Alors que les élections municipales de 2026 approchent, la gestion des déchets émerge comme un sujet de préoccupation majeure en Corse. Les thématiques telles que le logement ou la sécurité occupent souvent le devant de la scène, mais d'autres enjeux, moins visibles, méritent également d'être examinés, notamment ceux liés à la responsabilité des intercommunalités.
Le service de gestion des déchets, principalement assuré par les communes, représente un budget considérable : en 2024, il a coûté plus de 113 millions d'euros, montant qui prend en compte les charges moins les recettes générées notamment par la vente de matériaux recyclés et les aides publiques, comme l’a rapporté France 3 Corse.
Ce chiffre, bien que global, cache des disparités significatives entre les différentes intercommunalités. Par exemple, la communauté de communes Sud-Corse, avec 20 000 habitants et une forte affluence touristique, a dépensé 12 millions d'euros, une somme presque équivalente à celle de la communauté d'agglomération de Bastia, qui bénéficie cependant d'une population trois fois plus nombreuse.
Le coût de la gestion des déchets par habitant varie aussi considérablement : tandis que Fium'orbu-Castelli affiche 161 € par tonne, Sud-Corse atteint 566 €, un écart de taille qui s’explique par des facteurs tels que le mode de collecte et le volume de déchets à traiter. En matière de tarifs pour les citoyens, les montants vont de 17 à 370 €, reflétant des stratégies de gestion très diverses. Cette variation est le reflet des réalités territoriales spécifiques, rendant les comparaisons complexes.
Une augmentation des coûts depuis 2020
Depuis les élections municipales de 2020, une hausse significative de la taxe d'enlèvement des ordures ménagères (TEOM) a été notée, directement liée à l'augmentation des taxes foncières.
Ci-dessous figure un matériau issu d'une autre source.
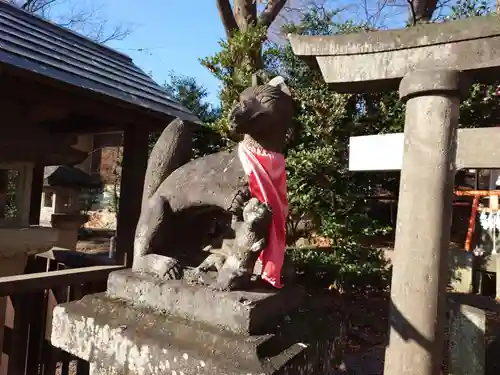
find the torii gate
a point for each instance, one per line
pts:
(432, 64)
Pourtant, de nombreuses collectivités ont réussi à limiter ces hausses en optimisant leur service de collecte. Parallèlement, une douzaine d'intercommunalités ont mis en place une redevance spéciale pour les professionnels, qui jusqu’alors contribuaient peu au coût global de gestion des déchets.
Un coût écologique croissant
La question des déchets ne se limite pas aux aspects financiers ; elle implique aussi des enjeux écologiques. Les déchets non valorisés engendrent des coûts environnementaux non négligeables, principalement en raison des procédures de traitement et d’enfouissement. Comme le souligne Corse Matin, le taux de tri en Corse est en déclin, passant de 80 % en 2024 à 72 % en 2025. Améliorer ce taux nécessitera de simplifier le geste de tri pour les habitants, une mission qui devrait être priorisée par les municipalités, même si ces questions ne figurent pas parmi les thèmes dominants du premier tour.
Avec les élections à l'horizon, il est essentiel que les candidats prennent en compte ces enjeux environnementaux et budgétaires pour construire une politique de gestion des déchets efficace et durable.